I spent a good part of a past Sunday working with the alpaca and Jacob handspun that I thought I would dye. I had mumbled and muttered through what colors I was going to try (dark orange for the Jacob, and orchid for the alpaca, and finally got off dead center.
At the end of the day, I had dyed the alpaca dark orange. Being more brownish, I felt it would do better, and the Jacob which was intending to be orchid (one part fuchsia, one part turquoise) turned out blue.
Not really a problem. Orchid was a nice thought, but orchid schmorchid....I love blue.
What was a problem was that I dyed the six skeins of each fiber in 2 skein batches in the dedicated apparatus (otherwise known as the avocado green crockpot) and the batches? Well, I tried to do it precisely and scientifically and all, but…well, separate dye lots are not equal dye lots….as it were.
The next evening, thinking what I needed to do was overdye each fiber as a whole batch, I hauled my blue enamel canning pot up from the basement. And dusted it off. The dye bath was prepared using the same colors as before, and this time the process resulted in a consistent color. The only variation is due to the original shading of the fiber.
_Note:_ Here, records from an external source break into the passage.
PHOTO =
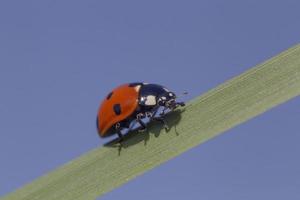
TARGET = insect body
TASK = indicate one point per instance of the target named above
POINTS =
(134, 102)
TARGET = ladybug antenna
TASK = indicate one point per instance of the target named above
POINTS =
(182, 94)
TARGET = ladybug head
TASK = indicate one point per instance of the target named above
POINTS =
(167, 99)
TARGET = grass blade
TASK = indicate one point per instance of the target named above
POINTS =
(237, 100)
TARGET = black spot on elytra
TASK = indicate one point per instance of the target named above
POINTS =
(109, 95)
(97, 123)
(117, 109)
(135, 84)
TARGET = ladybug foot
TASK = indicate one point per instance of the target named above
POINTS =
(143, 129)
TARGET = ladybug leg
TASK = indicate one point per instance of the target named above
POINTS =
(118, 129)
(162, 120)
(139, 117)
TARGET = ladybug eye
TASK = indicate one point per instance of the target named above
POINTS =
(117, 109)
(109, 96)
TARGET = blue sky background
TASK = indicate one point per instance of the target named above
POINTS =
(58, 59)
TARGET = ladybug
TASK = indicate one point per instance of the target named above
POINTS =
(133, 102)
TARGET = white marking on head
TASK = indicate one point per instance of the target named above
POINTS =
(166, 90)
(137, 88)
(150, 101)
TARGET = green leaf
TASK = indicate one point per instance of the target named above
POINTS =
(237, 100)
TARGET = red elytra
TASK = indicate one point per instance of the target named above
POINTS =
(124, 99)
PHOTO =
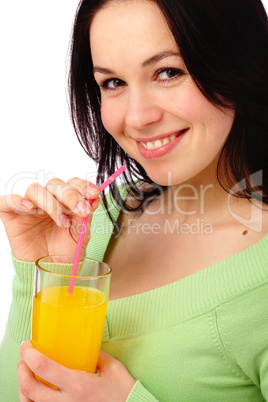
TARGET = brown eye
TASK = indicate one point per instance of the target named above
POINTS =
(169, 73)
(112, 84)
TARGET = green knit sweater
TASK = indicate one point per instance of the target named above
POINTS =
(203, 338)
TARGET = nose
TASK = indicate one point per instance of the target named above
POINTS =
(142, 109)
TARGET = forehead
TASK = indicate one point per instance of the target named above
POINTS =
(132, 26)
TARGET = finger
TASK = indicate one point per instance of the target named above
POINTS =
(23, 398)
(32, 389)
(45, 201)
(45, 368)
(69, 196)
(15, 203)
(87, 189)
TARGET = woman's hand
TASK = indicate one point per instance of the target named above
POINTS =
(111, 383)
(47, 219)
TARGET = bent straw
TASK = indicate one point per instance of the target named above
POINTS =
(83, 229)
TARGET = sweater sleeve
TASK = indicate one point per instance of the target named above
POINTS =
(243, 328)
(139, 393)
(18, 329)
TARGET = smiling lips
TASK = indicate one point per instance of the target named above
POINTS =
(160, 146)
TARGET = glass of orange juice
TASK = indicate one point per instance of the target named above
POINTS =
(68, 327)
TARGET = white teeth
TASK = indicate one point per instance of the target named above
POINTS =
(150, 145)
(158, 143)
(166, 141)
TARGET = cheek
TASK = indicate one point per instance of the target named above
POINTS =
(111, 119)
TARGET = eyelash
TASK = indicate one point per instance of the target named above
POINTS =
(178, 73)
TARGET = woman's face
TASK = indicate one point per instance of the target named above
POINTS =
(149, 103)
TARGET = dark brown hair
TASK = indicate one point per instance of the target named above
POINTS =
(224, 45)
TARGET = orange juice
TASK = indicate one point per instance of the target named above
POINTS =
(68, 327)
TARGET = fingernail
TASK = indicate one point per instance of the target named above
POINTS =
(64, 221)
(83, 208)
(27, 204)
(92, 191)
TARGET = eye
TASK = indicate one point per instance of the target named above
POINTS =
(111, 84)
(166, 74)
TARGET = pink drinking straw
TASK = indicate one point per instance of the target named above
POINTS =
(83, 229)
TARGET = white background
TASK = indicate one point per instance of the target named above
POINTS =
(37, 138)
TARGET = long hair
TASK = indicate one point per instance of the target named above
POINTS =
(224, 45)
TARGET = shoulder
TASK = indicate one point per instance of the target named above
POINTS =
(243, 326)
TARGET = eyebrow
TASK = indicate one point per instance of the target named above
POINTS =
(152, 60)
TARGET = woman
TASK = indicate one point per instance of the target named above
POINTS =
(176, 90)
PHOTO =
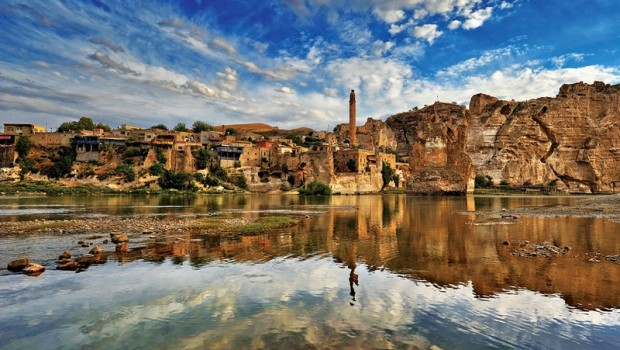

The dark orange dye exhausted almost completely which means the dyed yarn was left setting in almost clear water. The blue did not. My research leads me to think this is typical of the fuchsia and turquoise dyes. They are powerful dyes! The rinsing after dyeing resulted in almost completely clear water, so I feel the dye is set in the yarn, and that I used too much dye.
Still learning. About this and so many other things...
Interestingly, my laundry room, where I had 12 skeins of dark orange and blue (not orchid) yarn hanging? Sort of looked like there was Denver Broncos fan club thingie going one. Which is a little weird, because I am not so much one. Just sort of turned out that way….
Results? I am very pleased, and excited to pick something out of my queue to knit this stuff into.